Wednesday's proceedings turned the main square in this tiny West Texas town upside down. The courthouse was surrounded by about a dozen state and local deputies and closed to all visitors unrelated to the FLDS case.
A court-appointed attorney for the 16-year-old daughter of sect leader Warren Jeffs arrived with an armed guard, assigned to her by the Attorney General's Office. Natalie Malonis, who spent the past week sparring with sect leaders, said she feared for her safety.
Malonis maintains her client, who was reportedly subpoenaed by the state, was spiritually married at age 15. Her client tried but failed Tuesday to fire Malonis, saying she is biased against her family and not representing her interests.
Arizona and Utah in recent years have put behind bars some FLDS members, including their revered prophet Jeffs, who was charged with sex abuse crimes.
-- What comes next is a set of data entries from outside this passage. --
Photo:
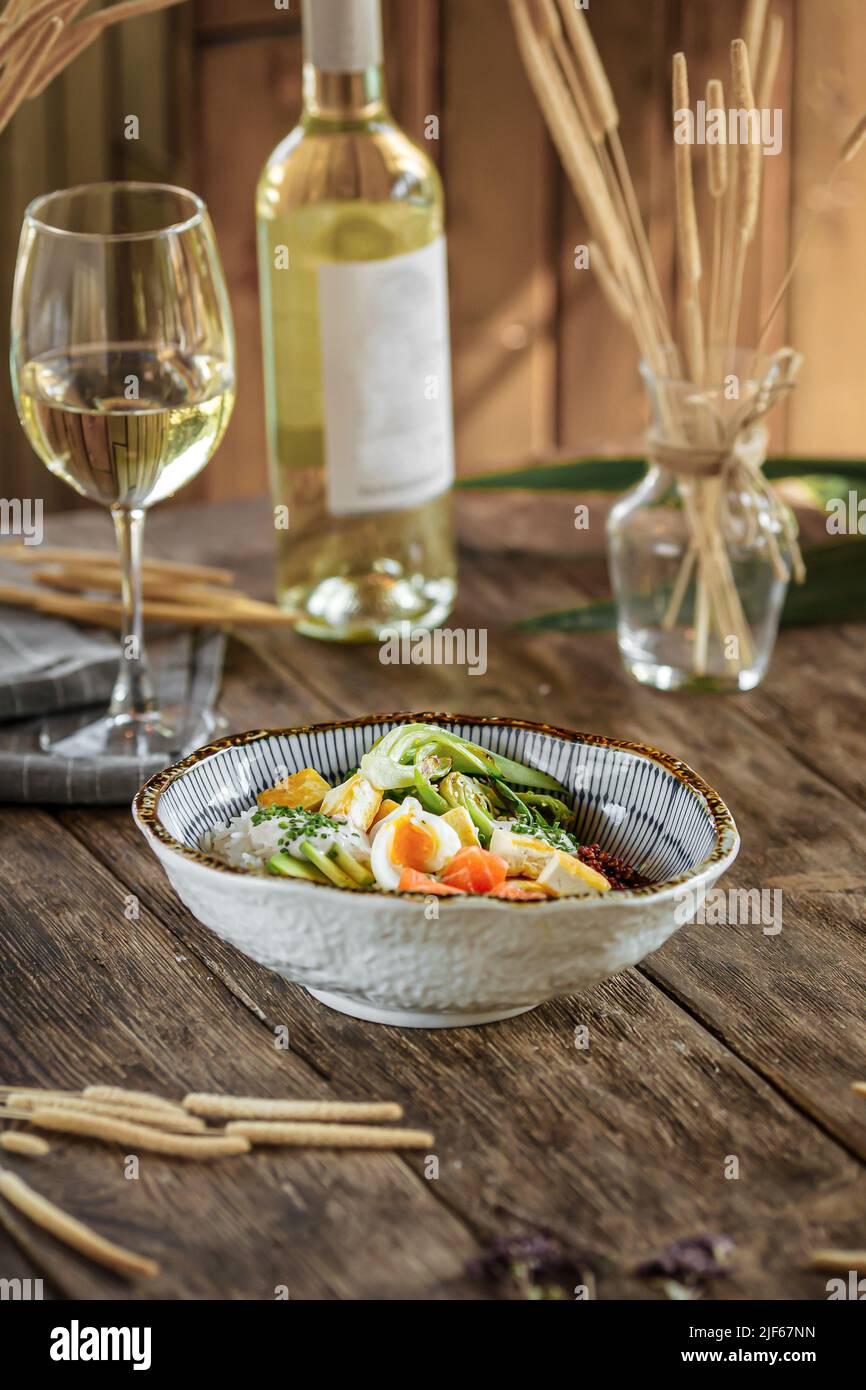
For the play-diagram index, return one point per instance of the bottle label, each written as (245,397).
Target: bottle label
(342,35)
(387,381)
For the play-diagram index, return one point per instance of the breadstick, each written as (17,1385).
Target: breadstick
(328,1136)
(175,1122)
(141,1136)
(252,1108)
(72,1232)
(15,1141)
(145,1100)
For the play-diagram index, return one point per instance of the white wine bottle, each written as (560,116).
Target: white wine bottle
(356,348)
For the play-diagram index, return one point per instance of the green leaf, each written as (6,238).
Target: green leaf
(834,592)
(617,474)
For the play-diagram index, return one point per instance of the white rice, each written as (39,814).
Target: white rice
(245,845)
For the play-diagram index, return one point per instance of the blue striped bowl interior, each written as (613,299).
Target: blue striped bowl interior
(626,802)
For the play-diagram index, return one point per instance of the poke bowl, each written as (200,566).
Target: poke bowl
(644,840)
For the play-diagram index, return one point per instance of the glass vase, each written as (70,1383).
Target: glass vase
(702,551)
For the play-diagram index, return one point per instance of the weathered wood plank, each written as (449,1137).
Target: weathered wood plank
(641,1122)
(92,994)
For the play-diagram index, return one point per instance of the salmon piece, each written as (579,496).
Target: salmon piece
(412,880)
(519,890)
(474,869)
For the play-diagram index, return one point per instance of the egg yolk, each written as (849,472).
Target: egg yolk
(413,844)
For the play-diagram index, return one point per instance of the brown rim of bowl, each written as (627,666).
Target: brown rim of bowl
(146,799)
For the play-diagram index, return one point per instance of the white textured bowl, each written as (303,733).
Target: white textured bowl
(421,962)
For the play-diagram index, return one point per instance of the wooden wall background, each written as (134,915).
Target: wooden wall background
(541,367)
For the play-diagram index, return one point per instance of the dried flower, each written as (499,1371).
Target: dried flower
(687,1264)
(535,1266)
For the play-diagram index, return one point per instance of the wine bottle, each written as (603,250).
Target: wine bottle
(356,348)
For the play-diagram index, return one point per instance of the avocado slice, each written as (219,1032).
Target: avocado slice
(289,868)
(341,856)
(327,866)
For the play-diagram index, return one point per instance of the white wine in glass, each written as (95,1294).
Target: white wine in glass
(124,375)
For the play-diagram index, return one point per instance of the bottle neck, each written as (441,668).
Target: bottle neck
(342,59)
(344,96)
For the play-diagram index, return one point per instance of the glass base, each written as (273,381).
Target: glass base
(344,609)
(674,679)
(160,737)
(663,660)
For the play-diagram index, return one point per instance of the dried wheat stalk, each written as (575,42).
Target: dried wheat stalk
(38,43)
(580,107)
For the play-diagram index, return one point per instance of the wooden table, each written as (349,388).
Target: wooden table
(726,1043)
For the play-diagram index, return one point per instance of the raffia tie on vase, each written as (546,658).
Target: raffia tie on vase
(711,476)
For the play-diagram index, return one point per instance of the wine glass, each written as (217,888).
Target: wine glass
(123,366)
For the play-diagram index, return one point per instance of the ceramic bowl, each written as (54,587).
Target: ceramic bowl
(421,962)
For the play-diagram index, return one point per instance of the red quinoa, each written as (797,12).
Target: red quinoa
(617,873)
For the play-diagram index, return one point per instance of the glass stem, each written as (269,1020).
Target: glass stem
(132,695)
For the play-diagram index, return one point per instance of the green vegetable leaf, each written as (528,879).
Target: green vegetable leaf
(834,592)
(617,474)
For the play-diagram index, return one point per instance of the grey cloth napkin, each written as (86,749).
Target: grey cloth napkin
(49,666)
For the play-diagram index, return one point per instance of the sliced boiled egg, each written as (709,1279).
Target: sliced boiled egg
(410,838)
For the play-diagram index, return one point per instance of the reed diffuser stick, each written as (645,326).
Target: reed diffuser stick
(716,170)
(688,242)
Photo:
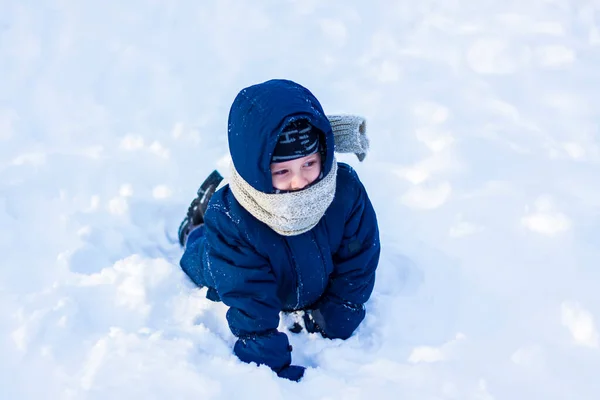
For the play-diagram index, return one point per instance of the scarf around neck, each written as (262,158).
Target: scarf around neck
(291,213)
(294,213)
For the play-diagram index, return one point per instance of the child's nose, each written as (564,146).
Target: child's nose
(299,182)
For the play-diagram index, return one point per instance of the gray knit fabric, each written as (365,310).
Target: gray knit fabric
(350,134)
(290,213)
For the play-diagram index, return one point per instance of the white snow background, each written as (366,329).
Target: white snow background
(484,171)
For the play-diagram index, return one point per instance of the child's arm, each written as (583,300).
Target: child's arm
(341,308)
(245,282)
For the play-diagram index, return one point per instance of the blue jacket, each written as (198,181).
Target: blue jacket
(259,273)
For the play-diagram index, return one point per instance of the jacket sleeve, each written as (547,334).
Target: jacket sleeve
(341,309)
(245,282)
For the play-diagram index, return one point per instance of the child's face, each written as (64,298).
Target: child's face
(296,174)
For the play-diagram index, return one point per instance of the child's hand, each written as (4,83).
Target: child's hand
(292,372)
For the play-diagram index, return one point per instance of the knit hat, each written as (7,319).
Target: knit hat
(297,139)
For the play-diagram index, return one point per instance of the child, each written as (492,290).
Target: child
(293,229)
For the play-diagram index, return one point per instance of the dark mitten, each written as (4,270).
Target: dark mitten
(292,372)
(311,318)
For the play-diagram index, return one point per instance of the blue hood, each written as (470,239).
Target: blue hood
(257,116)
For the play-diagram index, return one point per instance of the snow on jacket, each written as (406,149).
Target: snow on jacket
(259,273)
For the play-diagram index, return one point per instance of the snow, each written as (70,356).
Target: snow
(483,170)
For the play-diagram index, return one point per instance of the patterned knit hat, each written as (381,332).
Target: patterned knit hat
(298,139)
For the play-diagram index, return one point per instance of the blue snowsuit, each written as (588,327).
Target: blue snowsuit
(259,273)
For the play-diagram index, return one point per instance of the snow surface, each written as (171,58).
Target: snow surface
(484,171)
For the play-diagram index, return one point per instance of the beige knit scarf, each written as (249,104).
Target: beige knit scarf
(294,213)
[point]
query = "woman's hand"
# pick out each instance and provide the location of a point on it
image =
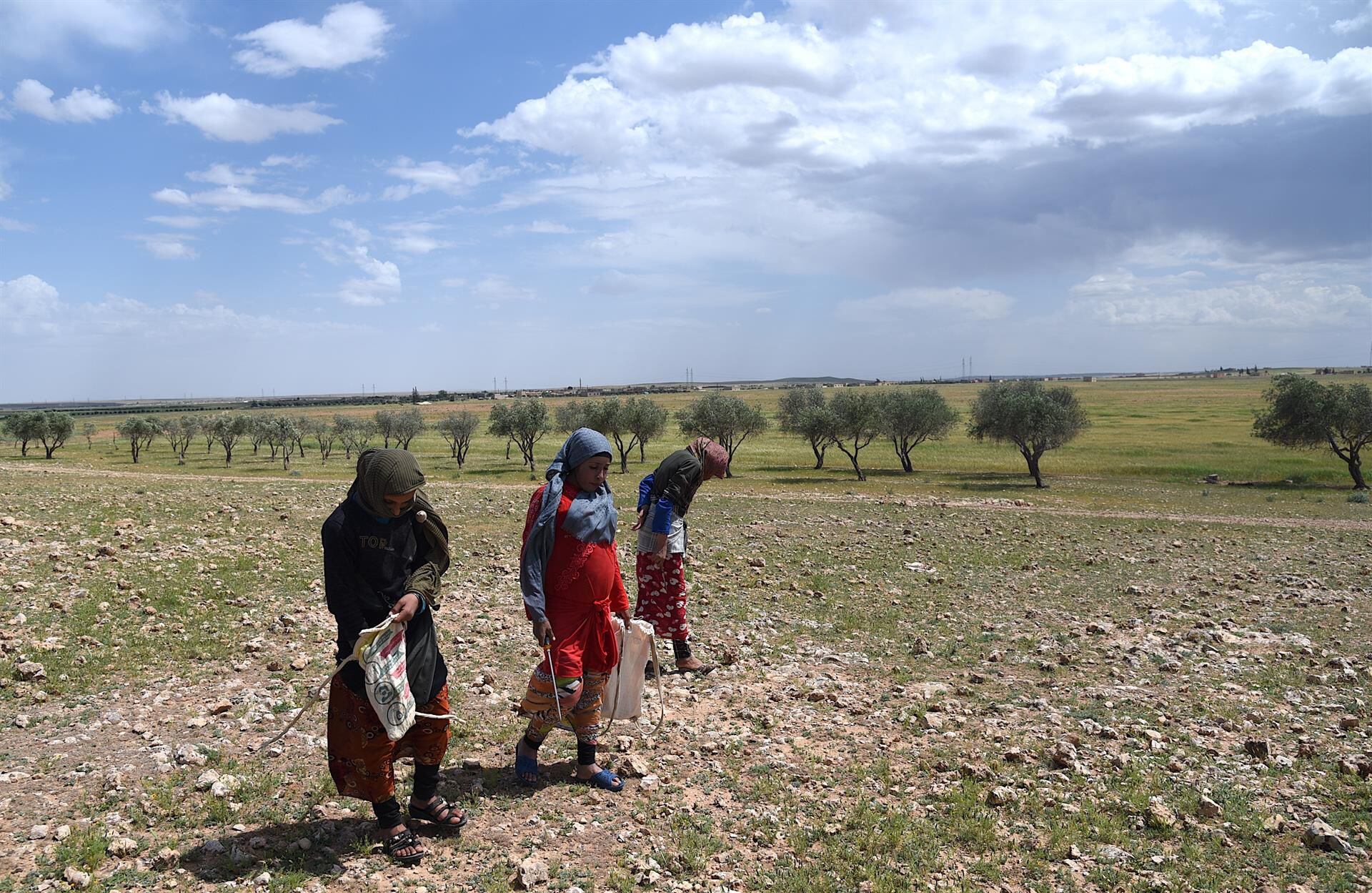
(407, 608)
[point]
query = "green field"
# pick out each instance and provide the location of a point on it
(933, 681)
(1169, 433)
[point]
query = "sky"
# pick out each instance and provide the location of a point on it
(308, 198)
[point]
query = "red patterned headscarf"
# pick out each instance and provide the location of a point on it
(712, 457)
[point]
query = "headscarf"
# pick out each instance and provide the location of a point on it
(590, 519)
(387, 472)
(714, 458)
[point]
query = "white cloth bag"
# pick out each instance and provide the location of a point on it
(625, 691)
(382, 653)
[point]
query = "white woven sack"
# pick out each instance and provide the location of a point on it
(382, 653)
(625, 691)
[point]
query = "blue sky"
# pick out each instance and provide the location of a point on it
(222, 199)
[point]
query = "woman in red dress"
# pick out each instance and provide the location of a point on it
(571, 585)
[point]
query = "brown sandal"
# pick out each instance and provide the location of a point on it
(404, 840)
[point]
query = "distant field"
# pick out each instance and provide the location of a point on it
(1143, 431)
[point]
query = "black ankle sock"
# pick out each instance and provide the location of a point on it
(426, 782)
(387, 814)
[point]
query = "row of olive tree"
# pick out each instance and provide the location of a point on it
(1025, 413)
(629, 423)
(51, 430)
(1303, 415)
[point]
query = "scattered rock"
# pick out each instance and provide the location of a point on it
(1160, 815)
(1323, 836)
(532, 873)
(1000, 796)
(635, 767)
(121, 847)
(225, 785)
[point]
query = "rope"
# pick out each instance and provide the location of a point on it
(322, 693)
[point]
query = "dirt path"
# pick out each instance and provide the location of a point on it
(993, 504)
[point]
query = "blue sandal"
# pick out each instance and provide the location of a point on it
(526, 769)
(605, 781)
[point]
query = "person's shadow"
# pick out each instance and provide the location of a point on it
(276, 848)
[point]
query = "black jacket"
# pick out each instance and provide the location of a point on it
(367, 561)
(678, 478)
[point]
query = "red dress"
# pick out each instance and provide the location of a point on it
(582, 589)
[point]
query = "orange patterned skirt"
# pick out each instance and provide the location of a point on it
(361, 756)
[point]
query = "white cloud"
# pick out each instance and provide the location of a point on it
(1356, 24)
(347, 34)
(1149, 94)
(172, 197)
(26, 302)
(416, 237)
(224, 176)
(41, 31)
(237, 198)
(380, 280)
(426, 176)
(1264, 297)
(80, 106)
(239, 119)
(496, 290)
(169, 246)
(292, 161)
(1208, 9)
(180, 221)
(966, 303)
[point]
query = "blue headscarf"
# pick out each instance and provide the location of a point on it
(592, 518)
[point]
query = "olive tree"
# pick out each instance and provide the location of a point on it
(354, 434)
(228, 430)
(805, 412)
(1028, 415)
(723, 419)
(179, 433)
(457, 430)
(568, 418)
(283, 433)
(855, 419)
(911, 416)
(54, 431)
(645, 419)
(323, 433)
(1303, 413)
(525, 421)
(408, 424)
(608, 418)
(24, 428)
(140, 434)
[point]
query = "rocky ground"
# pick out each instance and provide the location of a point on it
(984, 694)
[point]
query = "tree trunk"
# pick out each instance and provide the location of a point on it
(1356, 470)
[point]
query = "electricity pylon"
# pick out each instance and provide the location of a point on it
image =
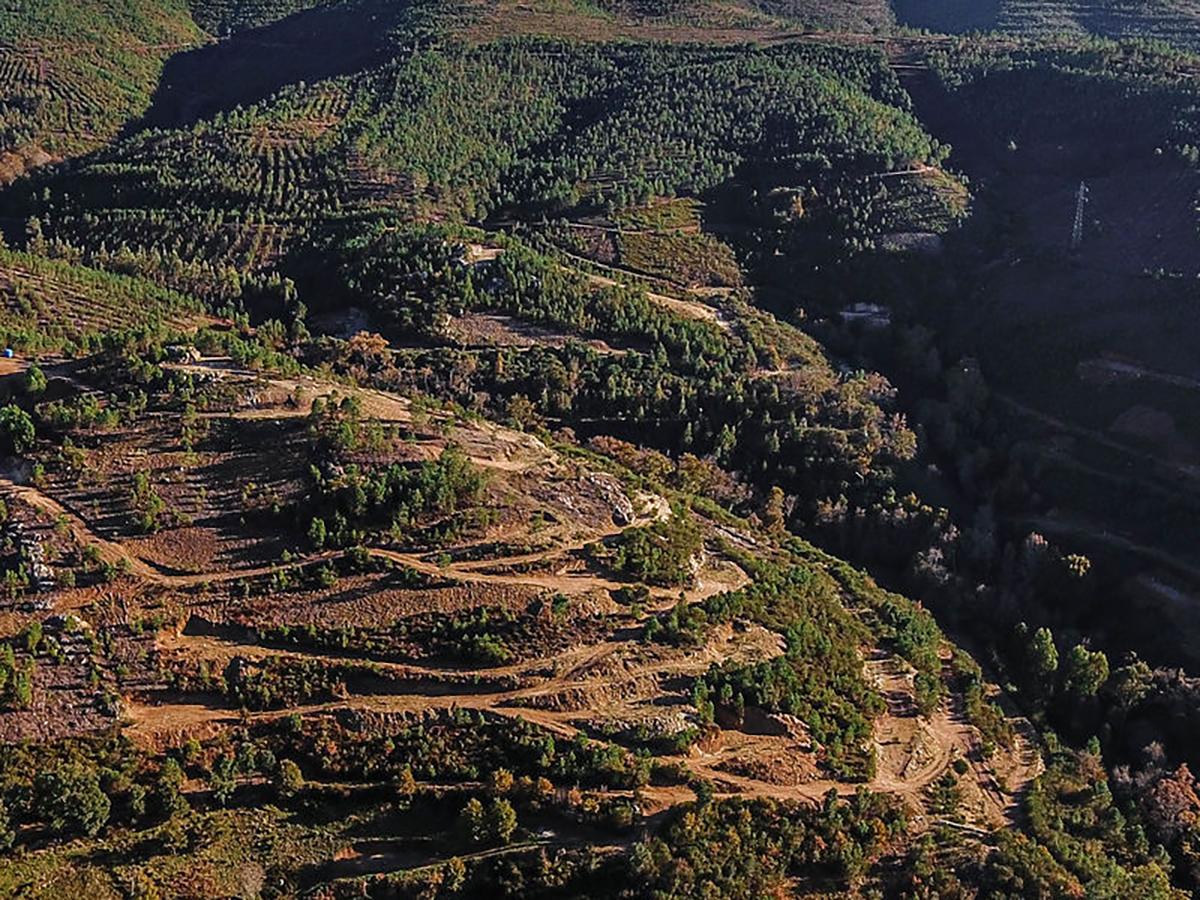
(1077, 232)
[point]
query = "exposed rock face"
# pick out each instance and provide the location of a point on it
(610, 489)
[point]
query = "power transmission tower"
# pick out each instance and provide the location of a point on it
(1077, 232)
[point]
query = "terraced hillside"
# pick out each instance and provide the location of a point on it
(1177, 23)
(48, 304)
(73, 73)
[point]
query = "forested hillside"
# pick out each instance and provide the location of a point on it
(611, 449)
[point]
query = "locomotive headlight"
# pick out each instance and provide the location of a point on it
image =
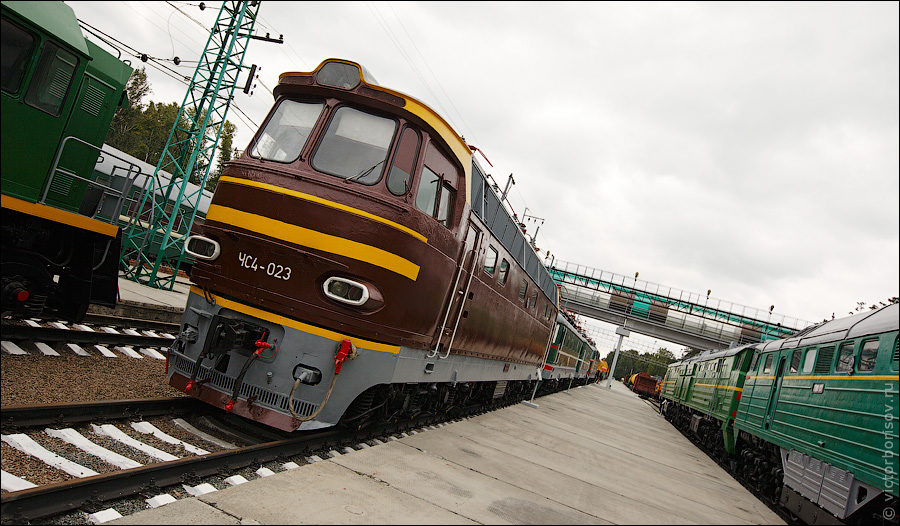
(202, 248)
(346, 291)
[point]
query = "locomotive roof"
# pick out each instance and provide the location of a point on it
(367, 87)
(56, 18)
(713, 355)
(872, 322)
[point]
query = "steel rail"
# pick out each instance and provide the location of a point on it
(91, 492)
(45, 334)
(24, 416)
(135, 323)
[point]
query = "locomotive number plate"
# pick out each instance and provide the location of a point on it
(272, 269)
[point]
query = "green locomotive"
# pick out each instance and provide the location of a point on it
(809, 421)
(59, 94)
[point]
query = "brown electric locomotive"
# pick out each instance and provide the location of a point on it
(356, 265)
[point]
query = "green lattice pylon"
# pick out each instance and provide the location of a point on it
(189, 153)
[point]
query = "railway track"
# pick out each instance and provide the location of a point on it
(216, 451)
(48, 337)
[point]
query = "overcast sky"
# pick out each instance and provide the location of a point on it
(750, 149)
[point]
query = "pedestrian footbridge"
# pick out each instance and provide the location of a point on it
(686, 318)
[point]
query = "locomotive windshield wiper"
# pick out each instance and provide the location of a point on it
(363, 173)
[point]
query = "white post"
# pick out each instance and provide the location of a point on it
(622, 332)
(530, 403)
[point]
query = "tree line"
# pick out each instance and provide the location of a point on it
(631, 362)
(141, 130)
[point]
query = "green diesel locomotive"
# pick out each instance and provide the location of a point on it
(810, 421)
(59, 94)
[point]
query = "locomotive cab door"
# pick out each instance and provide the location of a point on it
(443, 339)
(774, 392)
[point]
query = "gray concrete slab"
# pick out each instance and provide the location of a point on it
(131, 291)
(186, 511)
(594, 455)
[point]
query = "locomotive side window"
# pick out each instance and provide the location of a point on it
(18, 45)
(428, 190)
(795, 362)
(504, 271)
(355, 146)
(845, 358)
(437, 186)
(445, 204)
(867, 355)
(490, 260)
(52, 79)
(404, 162)
(286, 132)
(810, 360)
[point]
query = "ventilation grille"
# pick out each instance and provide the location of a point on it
(823, 361)
(224, 383)
(93, 100)
(61, 184)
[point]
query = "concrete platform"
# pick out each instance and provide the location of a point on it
(590, 456)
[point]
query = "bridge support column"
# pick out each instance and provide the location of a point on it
(622, 332)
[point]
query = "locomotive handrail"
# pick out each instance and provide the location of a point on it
(120, 193)
(476, 254)
(437, 345)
Wednesday's proceedings came nearly three months after state authorities raided the sect's 1,700 acre Yearning for Zion Ranch and seized all 440 children, plus about 20 young women who Child Protective Services said they believed to be underage.
The children were returned to their parents two months later when the Texas Supreme Court ruled that the state had failed to prove that they were in immediate danger of abuse.
Chronicle reporter Terri Langford in Houston contributed to this report.